BARCELONA, SPAIN - MAY 16: Dani Alves (L) of Barcelona takes the ball from Nauzet Aleman of Real Valladolid during the La Liga match between Barcelona and Real Valladolid at Camp Nou stadium on May 16, 2010 in Barcelona, Spain.  (Photo by Denis Doyle/Getty Images)
Denis Doyle/Getty Images

We all know it by now: Barcelona won, Messi is its Messiah, and Xavi, his prophet. But who were the hidden leaders of this recently finished edition of La Liga? Read up!


Minutes needed to score a goal : Well, Lionel Messi is actually the leader in this category as well. The Argentinean has scored one goal every 87 minutes, or slightly more than one goal per game.

Since Hugo Sanchez (Real Madrid) decades ago, nobody had done anything like this. Gonzalo Higuain (one goal every 91 minutes) and his teammate Cristiano Ronaldo (one every 99 minutes) followed closely.


Goals using one's head: Bermejo (Xerez) was one of the key reasons why the small Andalusian team did not get officially relegated until the very last game.

Seven header-goals show his superiority when it comes to using, well, his head. Never-ending striker Pandiani was second, with six headers.


Total Shot attempts: Cristiano Ronaldo is selfish when it comes to scoring; we all know that. However, 210 shots in one season are a lot of shots.

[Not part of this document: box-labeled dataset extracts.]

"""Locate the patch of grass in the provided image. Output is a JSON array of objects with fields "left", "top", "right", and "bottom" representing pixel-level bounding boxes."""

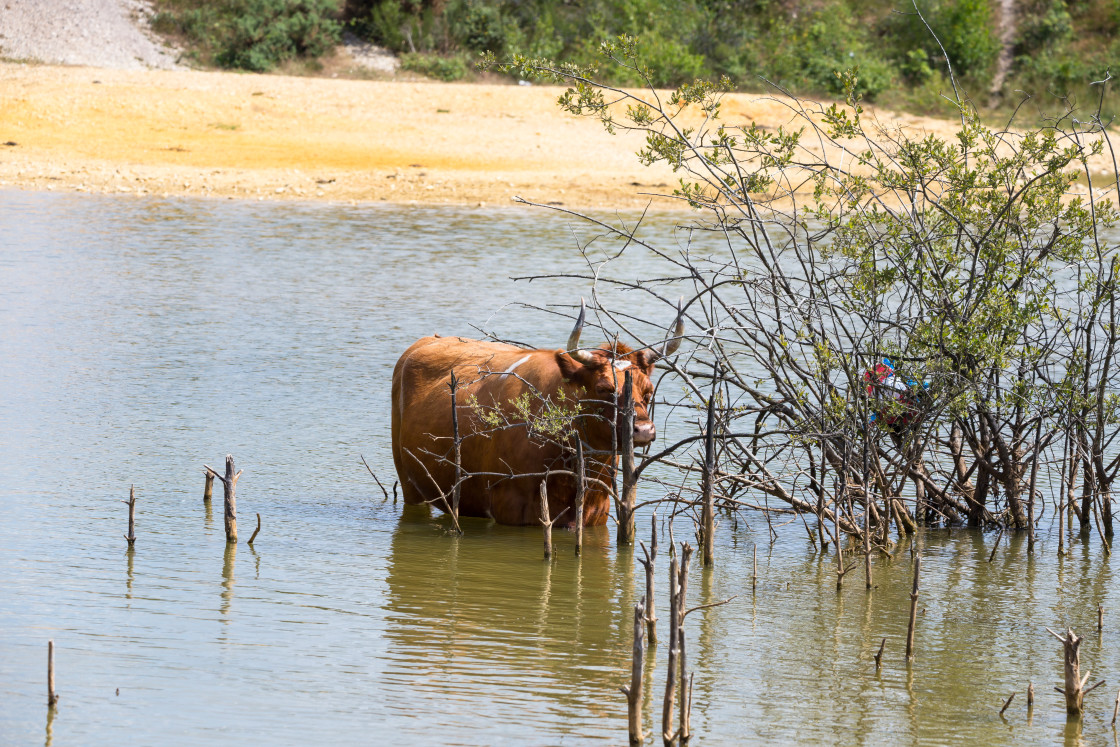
[{"left": 152, "top": 0, "right": 342, "bottom": 73}]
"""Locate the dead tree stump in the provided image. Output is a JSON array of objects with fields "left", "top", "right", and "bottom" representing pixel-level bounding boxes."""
[
  {"left": 576, "top": 437, "right": 587, "bottom": 558},
  {"left": 121, "top": 485, "right": 137, "bottom": 548},
  {"left": 617, "top": 368, "right": 637, "bottom": 544},
  {"left": 540, "top": 479, "right": 552, "bottom": 560},
  {"left": 700, "top": 385, "right": 718, "bottom": 568},
  {"left": 249, "top": 514, "right": 261, "bottom": 547},
  {"left": 1046, "top": 627, "right": 1092, "bottom": 716},
  {"left": 619, "top": 600, "right": 645, "bottom": 745},
  {"left": 906, "top": 555, "right": 922, "bottom": 662},
  {"left": 203, "top": 454, "right": 241, "bottom": 543},
  {"left": 637, "top": 542, "right": 657, "bottom": 643},
  {"left": 673, "top": 542, "right": 692, "bottom": 745},
  {"left": 448, "top": 371, "right": 463, "bottom": 526},
  {"left": 47, "top": 638, "right": 58, "bottom": 708},
  {"left": 661, "top": 552, "right": 680, "bottom": 746}
]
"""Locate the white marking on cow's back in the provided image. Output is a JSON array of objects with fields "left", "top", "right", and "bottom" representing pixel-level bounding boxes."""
[{"left": 501, "top": 355, "right": 530, "bottom": 376}]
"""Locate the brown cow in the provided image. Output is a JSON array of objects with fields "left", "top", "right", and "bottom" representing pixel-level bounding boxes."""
[{"left": 392, "top": 300, "right": 683, "bottom": 526}]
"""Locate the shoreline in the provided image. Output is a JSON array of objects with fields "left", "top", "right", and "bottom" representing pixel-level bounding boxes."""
[{"left": 0, "top": 62, "right": 1111, "bottom": 211}]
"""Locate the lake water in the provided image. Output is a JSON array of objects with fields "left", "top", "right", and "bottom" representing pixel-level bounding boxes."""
[{"left": 0, "top": 192, "right": 1120, "bottom": 745}]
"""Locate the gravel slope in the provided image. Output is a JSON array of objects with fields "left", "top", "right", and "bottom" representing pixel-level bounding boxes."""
[{"left": 0, "top": 0, "right": 177, "bottom": 69}]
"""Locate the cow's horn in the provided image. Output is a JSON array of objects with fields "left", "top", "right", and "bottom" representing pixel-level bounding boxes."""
[
  {"left": 567, "top": 298, "right": 592, "bottom": 363},
  {"left": 657, "top": 296, "right": 684, "bottom": 358}
]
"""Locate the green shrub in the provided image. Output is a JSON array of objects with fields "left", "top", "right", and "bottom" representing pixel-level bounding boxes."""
[
  {"left": 217, "top": 0, "right": 342, "bottom": 73},
  {"left": 153, "top": 0, "right": 342, "bottom": 72},
  {"left": 933, "top": 0, "right": 1000, "bottom": 76},
  {"left": 401, "top": 52, "right": 470, "bottom": 82},
  {"left": 445, "top": 0, "right": 506, "bottom": 54}
]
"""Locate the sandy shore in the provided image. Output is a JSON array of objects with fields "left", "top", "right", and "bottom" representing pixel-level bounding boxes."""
[{"left": 0, "top": 63, "right": 1102, "bottom": 208}]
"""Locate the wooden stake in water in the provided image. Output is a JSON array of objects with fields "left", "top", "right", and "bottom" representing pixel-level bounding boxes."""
[
  {"left": 700, "top": 376, "right": 718, "bottom": 568},
  {"left": 1046, "top": 627, "right": 1091, "bottom": 716},
  {"left": 618, "top": 599, "right": 645, "bottom": 745},
  {"left": 203, "top": 454, "right": 241, "bottom": 543},
  {"left": 121, "top": 485, "right": 137, "bottom": 548},
  {"left": 906, "top": 555, "right": 922, "bottom": 662},
  {"left": 249, "top": 514, "right": 261, "bottom": 547},
  {"left": 616, "top": 368, "right": 637, "bottom": 544},
  {"left": 673, "top": 542, "right": 692, "bottom": 744},
  {"left": 540, "top": 479, "right": 552, "bottom": 560},
  {"left": 637, "top": 542, "right": 657, "bottom": 643},
  {"left": 47, "top": 639, "right": 58, "bottom": 708},
  {"left": 576, "top": 437, "right": 587, "bottom": 558},
  {"left": 448, "top": 371, "right": 463, "bottom": 534},
  {"left": 661, "top": 553, "right": 680, "bottom": 745},
  {"left": 750, "top": 543, "right": 758, "bottom": 591}
]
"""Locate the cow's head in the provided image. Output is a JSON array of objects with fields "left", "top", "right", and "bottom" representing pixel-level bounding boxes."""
[{"left": 557, "top": 300, "right": 684, "bottom": 448}]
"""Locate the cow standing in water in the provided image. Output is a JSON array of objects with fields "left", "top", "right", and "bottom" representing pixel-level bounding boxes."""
[{"left": 392, "top": 308, "right": 683, "bottom": 527}]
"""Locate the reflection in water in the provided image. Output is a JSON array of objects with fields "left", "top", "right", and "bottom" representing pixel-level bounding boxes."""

The fact that the second maximum shooter, Lionel Messi, is more than 50 shots away at 158, says something about Real Madrid's dependency on the Portuguese.

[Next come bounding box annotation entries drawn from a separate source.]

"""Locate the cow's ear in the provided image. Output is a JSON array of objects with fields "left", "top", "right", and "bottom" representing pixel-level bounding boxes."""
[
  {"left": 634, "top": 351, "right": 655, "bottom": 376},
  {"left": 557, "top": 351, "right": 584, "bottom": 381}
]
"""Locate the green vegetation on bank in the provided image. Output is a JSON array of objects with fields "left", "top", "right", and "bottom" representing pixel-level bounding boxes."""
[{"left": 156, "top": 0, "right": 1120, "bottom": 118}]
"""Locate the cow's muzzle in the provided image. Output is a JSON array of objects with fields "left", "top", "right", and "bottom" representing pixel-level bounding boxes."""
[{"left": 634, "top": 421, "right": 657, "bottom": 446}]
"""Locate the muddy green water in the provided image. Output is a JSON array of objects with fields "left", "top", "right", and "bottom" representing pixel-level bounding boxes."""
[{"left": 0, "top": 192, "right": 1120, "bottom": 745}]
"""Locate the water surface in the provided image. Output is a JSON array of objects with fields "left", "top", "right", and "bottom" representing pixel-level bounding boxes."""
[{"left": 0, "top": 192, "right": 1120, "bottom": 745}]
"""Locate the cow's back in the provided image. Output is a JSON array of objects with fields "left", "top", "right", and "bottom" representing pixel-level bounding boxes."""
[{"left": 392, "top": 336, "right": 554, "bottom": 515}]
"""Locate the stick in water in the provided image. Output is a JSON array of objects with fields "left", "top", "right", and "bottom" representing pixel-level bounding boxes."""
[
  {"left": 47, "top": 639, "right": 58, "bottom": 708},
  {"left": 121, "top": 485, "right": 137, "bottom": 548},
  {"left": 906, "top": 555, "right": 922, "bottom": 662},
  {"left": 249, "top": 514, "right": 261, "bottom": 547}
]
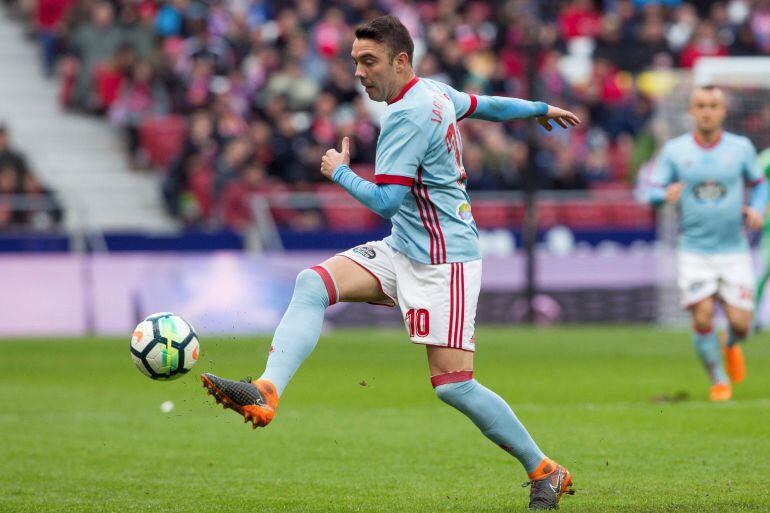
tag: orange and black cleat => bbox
[709,383,733,402]
[724,344,746,383]
[523,458,575,510]
[201,372,278,429]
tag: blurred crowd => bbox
[0,123,62,228]
[3,0,770,227]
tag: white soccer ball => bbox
[130,312,200,380]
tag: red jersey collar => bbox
[692,130,724,150]
[388,75,420,105]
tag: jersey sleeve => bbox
[743,139,765,185]
[374,112,428,187]
[650,144,676,187]
[436,82,479,121]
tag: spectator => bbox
[0,123,28,184]
[9,0,770,232]
[109,61,170,168]
[70,1,123,110]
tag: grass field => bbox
[0,327,770,513]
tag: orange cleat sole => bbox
[724,345,746,383]
[201,374,275,429]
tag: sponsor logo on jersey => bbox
[693,180,727,201]
[353,246,377,260]
[457,201,473,223]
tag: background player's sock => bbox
[259,266,337,396]
[693,327,730,384]
[727,326,746,347]
[431,372,545,474]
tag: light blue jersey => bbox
[652,132,763,254]
[375,77,481,264]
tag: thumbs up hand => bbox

Red cards: Gonzalo Rodriguez (Villarreal), Negredo (Sevilla) and Pareja (Espanyol) all with three cards. However, the Argentinean from Villarreal was the one who was affected the most by his bookings—he lost his place in Villarreal's defense mid-season, and brought his team down with him when it came to fighting for European spots.


Yellow Cards: Midfielder Luna, from Tenerife, earned 16 yellow cards, or one every 130 minutes. When you play for the less skilled teams of the league, you have to stop Ronaldo, Messi and company with "tactical fouls," something that, on the other hand, would be as cheered by your fans in England as a goal. In Spain, they simply book you.

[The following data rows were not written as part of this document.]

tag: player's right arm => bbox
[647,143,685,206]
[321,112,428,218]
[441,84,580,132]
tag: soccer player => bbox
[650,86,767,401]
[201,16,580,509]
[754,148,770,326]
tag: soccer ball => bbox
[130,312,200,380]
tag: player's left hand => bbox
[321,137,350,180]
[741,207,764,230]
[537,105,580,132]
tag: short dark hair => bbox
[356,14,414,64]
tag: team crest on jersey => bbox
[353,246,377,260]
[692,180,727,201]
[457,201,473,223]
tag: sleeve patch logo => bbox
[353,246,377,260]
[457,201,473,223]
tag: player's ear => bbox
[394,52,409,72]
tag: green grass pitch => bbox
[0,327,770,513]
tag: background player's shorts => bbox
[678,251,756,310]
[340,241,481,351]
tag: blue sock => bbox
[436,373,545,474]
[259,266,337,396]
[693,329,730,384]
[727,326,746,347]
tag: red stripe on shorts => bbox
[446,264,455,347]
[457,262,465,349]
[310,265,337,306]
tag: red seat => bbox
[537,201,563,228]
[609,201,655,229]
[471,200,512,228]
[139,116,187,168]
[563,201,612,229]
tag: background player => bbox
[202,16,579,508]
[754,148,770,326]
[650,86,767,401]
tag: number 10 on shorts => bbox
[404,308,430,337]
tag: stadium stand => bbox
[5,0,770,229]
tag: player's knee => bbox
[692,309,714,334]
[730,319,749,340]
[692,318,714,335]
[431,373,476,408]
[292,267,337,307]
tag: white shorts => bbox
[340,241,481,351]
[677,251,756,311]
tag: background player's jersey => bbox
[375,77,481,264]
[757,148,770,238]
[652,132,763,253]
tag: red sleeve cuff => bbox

Good passes: No contest. Xavi (Barcelona) has delivered once again; the Catalan midfielder gave over 2,600 good passes, or one every 71 seconds.

Xabi Alonso, from Real Madrid, ended second, over 400 passes away from the best midfielder in the country.


Goal assists: When you have the best players in the world on the other hand of the pass, assisting them becomes fairly easy. Daniel Alves crossed 11 goal passes from the right, with another right wing, Jesus Navas, second with 10.

Alves' skill when it comes to passing upfront shows how little he sometimes cares about the defense.


Goalkeeper Saves: Diego Alves showed in Almeria he could play in the World Cup, but ultimately he did not have enough of a worldwide reputation to get a spot. However, he was the best goalkeeper in the league, arguably; 170 saves, or one every 20 minutes, are a lot of saves.

Iraizoz (Athletic), second stays behind with almost thirty saves less. And a fun fact; Victor Valdes, the goalkeeper who conceded the least goals in La Liga, is also the one who intervenes the least during a game: one save every 40 minutes, or a little over two per game. With that amazing defense, his job is that much easier.